2/7) Tubilustrium (festività): seconda lustratio (purificazione) delle tubæ che si usavano nei sacrifici. Questo Tubilustrium era dedicato a Vulcano, artefice delle trombe.
4/7) 337 d.C.: Costantinopoli – Alla morte di Costantino I, il potere imperiale viene spartito tra i cesari (suoi figli e nipoti) da lui nominati. Questi, nella situazione di stallo venutasi a creare, mantengono il controllo delle rispettive aree assegnate loro dal defunto imperatore, pur sempre aspirando ad un maggior potere a danno dei colleghi.
Costantino, prima della sua morte (22 Maggio), non aveva affrontato il problema della successione: solo a livello di ipotesi si può supporre che, con la creazione di più prefetture del pretorio nelle varie capitali dell’Impero, i cui territori ricalcavano la suddivisione politica del tempo dei tetrarchi, egli prevedesse per ciascuna il governo di uno dei suoi figli e forse anche dei suoi due nipoti Dalmazio e Annibaliano (il primo era stato nominato cesare, il secondo aveva ricevuto il titolo di “re dei re”). Tuttavia una simile soluzione poteva essere valida al massimo per l’immediato e lasciava non risolti alcuni problemi di fondo.
Le fonti trasmettono un certo clima di incertezza, non essendo chiara neanche ai contemporanei gli scenari della successione e della futura organizzazione dell’Impero.
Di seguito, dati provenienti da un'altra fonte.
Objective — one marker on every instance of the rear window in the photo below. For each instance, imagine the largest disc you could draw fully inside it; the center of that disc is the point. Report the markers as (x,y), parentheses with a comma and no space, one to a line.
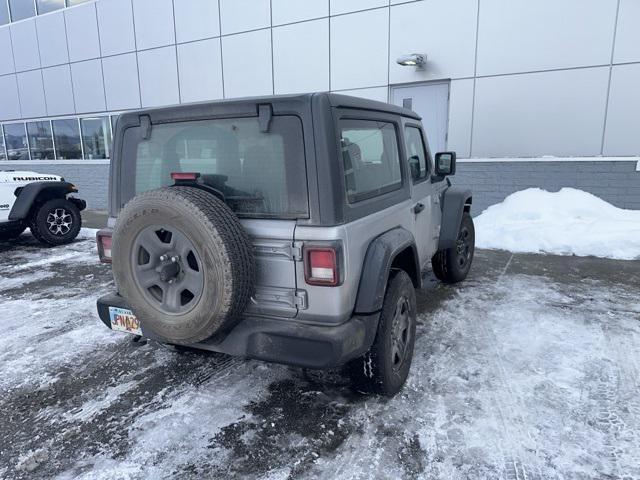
(261,174)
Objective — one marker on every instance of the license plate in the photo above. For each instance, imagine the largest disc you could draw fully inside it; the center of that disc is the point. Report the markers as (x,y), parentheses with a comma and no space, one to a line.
(123,320)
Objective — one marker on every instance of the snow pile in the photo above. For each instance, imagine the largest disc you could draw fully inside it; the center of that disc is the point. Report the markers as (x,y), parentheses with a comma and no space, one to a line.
(568,222)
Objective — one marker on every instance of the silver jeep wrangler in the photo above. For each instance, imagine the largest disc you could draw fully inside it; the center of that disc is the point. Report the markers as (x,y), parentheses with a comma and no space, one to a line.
(291,229)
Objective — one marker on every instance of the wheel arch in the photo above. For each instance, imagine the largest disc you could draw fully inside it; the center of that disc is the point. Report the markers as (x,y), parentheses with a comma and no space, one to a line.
(394,249)
(37,193)
(455,202)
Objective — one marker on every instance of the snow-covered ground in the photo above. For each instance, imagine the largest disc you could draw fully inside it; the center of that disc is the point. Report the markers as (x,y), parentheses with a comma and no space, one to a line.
(567,222)
(530,369)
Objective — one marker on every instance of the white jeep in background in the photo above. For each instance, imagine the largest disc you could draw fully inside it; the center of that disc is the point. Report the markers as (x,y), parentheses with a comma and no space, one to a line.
(40,202)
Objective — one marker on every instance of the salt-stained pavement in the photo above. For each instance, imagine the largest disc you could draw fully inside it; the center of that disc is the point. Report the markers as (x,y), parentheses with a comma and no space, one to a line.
(530,369)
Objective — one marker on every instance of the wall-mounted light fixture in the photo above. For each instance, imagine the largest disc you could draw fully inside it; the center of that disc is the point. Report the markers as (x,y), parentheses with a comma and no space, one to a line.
(413,60)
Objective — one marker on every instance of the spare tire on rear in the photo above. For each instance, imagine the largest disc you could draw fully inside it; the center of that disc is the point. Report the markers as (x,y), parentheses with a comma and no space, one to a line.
(183,262)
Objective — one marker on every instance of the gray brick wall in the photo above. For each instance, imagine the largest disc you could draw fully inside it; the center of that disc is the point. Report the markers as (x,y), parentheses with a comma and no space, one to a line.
(92,180)
(615,182)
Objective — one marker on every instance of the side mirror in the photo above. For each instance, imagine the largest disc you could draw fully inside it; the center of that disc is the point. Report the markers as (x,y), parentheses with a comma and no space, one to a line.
(445,163)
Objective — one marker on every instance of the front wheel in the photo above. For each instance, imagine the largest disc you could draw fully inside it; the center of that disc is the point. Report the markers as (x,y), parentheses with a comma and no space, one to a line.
(453,264)
(11,232)
(385,367)
(56,222)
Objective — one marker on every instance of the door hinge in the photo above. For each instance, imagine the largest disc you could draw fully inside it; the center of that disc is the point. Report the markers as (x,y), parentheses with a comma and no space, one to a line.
(296,251)
(300,299)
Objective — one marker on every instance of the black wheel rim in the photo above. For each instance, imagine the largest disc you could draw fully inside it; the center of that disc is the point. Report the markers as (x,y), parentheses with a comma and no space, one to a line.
(463,247)
(59,222)
(167,269)
(400,333)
Come già detto, la partecipazione dei figli alla dignità imperiale potrebbe lasciar intendere il disegno di un Impero, sulla falsariga di quello tetrarchico, retto da una pluralità di sovrani; tuttavia questo scenario sembra essere poco plausibile, in quanto Costantino aveva concepito come sua missione il ristabilire l’unità dell’Impero attraverso il governo di un solo imperatore, il che vede suo figlio Costantino II come Primo Augusto in una posizione di rilievo rispetto agli altri suoi fratelli Costante e Costanzo II.
Nell’immediato, l’Impero si trovò così – e lo sarà per brevissimo tempo – diviso tra i quattro cesari, i tre figli di Costantino e il nipote di questi Dalmazio, un quinto cesare sarebbe dovuto essere Annibaliano (“re delle genti pontiche”), ma che di fatto non esercitò mai un reale potere, gestito invece, per quelle regioni, da Costanzo II.
«So che avrei vantaggi se abbandonassi la città, ma via non posso andare… Non vi lascerò mai. Ho deciso di morire con voi!»
7/7) 1480 d.C.: Rodi – Mesic Pascià, greco rinnegato convertitosi all’Islam e parente dell’ultimo imperatore bizantino Costantino XI, viene duramente sconfitto dalla coalizione cristiana asserragliata sull’isola, lasciando sul campo 25.000 uomini (il corpo di invasione era di 70.000 uomini) e una considerevole quantità di armi e munizioni. Maometto II, per rifarsi della sconfitta, organizza una nuova spedizione, questa volta diretta contro la Puglia (rivendicata dagli Ottomani in quanto parte del precedente Impero bizantino di cui loro si professano “successori”).